Walked back to the car. Patted my pocket for the keys. They were in my shorts in the car. Both sets. Locked in. After an initial stage of disbelief, we went down the hill again to Chuck and Kelly. We had cell phones which, even if they did work in that canyon would do us little good since we didn't have a phone book for the area or know who to call. But Chuck said they'd seen a coat hanger lying around we guessed someone had once used to roast marshmallows over a fire. The kids were excited to have something to do and be helpful, and one of them eventually found it. Mark and I tried with it for a while -- then Chuck wanted to try from the front door.
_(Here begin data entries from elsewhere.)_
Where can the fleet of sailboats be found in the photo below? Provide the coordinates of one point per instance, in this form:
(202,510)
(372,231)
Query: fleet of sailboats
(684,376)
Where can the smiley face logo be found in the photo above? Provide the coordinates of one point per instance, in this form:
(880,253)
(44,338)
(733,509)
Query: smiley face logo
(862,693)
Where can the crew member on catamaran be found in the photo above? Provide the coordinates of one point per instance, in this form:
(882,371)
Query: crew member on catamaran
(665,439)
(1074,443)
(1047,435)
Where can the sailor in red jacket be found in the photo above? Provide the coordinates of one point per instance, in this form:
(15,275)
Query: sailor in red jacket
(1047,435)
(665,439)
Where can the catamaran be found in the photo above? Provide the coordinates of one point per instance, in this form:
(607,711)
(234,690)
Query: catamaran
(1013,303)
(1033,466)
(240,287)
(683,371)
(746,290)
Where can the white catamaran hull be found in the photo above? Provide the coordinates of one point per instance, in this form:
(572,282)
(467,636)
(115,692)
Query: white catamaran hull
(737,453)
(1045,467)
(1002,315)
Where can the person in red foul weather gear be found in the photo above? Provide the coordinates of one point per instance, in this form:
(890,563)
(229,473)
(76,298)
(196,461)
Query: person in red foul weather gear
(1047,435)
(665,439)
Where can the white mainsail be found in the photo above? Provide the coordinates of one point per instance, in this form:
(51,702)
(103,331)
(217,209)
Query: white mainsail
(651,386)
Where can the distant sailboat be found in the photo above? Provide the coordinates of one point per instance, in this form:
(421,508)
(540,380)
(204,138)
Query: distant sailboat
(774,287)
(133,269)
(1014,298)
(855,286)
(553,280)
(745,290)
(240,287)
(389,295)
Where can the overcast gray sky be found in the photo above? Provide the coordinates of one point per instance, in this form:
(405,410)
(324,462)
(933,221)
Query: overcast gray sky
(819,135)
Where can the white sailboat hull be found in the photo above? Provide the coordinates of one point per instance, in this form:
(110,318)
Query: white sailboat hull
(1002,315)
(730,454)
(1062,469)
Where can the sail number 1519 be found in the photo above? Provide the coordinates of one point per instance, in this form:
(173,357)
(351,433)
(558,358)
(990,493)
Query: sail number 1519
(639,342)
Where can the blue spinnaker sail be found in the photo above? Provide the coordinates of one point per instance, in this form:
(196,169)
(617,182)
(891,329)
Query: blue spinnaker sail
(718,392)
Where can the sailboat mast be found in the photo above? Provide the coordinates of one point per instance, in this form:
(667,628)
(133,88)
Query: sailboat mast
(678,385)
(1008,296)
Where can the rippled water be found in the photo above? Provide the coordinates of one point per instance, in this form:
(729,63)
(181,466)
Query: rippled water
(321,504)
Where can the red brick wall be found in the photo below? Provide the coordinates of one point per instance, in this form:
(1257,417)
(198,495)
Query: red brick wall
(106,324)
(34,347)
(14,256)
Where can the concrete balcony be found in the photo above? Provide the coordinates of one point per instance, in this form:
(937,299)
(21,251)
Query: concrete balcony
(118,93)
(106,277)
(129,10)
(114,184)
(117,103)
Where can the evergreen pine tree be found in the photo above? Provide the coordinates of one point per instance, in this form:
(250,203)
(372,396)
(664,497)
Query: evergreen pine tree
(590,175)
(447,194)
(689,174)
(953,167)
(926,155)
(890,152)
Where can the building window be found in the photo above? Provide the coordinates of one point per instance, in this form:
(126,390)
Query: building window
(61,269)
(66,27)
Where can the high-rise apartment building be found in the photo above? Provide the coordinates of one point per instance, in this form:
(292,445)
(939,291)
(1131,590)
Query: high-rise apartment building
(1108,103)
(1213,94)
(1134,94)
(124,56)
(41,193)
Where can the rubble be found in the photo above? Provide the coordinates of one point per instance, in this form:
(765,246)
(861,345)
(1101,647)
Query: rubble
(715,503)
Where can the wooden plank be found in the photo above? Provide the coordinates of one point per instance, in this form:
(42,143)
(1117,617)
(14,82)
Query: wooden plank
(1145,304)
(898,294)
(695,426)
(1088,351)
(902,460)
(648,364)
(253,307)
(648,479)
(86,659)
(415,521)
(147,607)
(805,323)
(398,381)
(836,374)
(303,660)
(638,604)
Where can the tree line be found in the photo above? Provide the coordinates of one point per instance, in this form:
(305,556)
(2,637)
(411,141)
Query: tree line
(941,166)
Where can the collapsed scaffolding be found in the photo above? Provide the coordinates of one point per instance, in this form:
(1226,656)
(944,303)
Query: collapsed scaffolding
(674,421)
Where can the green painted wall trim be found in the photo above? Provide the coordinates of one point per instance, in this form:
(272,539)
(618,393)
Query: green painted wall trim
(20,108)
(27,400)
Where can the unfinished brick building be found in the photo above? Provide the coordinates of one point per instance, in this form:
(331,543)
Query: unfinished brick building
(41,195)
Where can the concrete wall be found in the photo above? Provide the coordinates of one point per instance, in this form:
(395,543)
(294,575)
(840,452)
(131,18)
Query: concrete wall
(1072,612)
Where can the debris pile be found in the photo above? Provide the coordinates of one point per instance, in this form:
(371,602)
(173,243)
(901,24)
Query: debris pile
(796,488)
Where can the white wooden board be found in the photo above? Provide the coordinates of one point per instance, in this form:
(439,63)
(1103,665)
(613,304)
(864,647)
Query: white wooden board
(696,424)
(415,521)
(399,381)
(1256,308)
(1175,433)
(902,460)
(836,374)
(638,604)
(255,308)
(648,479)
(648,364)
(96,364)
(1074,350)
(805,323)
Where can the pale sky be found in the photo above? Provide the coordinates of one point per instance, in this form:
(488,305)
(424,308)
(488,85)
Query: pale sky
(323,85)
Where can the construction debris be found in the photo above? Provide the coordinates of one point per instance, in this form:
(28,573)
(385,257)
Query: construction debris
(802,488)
My locks are coathanger proof, except for the fact that the rear driver's side lock sticks up higher than it should and there is a groove to latch onto. After about 5 minutes and a lot of luck and almost giving up, Chuck caught it and popped it up. It was getting dark. We thanked them profusely and started towards the cabin. but on the way down the one lane mountain road, two other vehicles were making their way up. Managed to let them by, but then decided we needed to turn around and go back up and "reserve" our site by pitching our tents. So I backed up into a rocky area and made about a 5 point turn to keep from plunging down the canyon and we went back and did just that.
Then back to the cabin where we played music for a brief time and both went to bed exhausted. We slept with the windows and doors open, and could hear West Chicago Creek splashing 20 feet away all night long. Cool, beautiful night.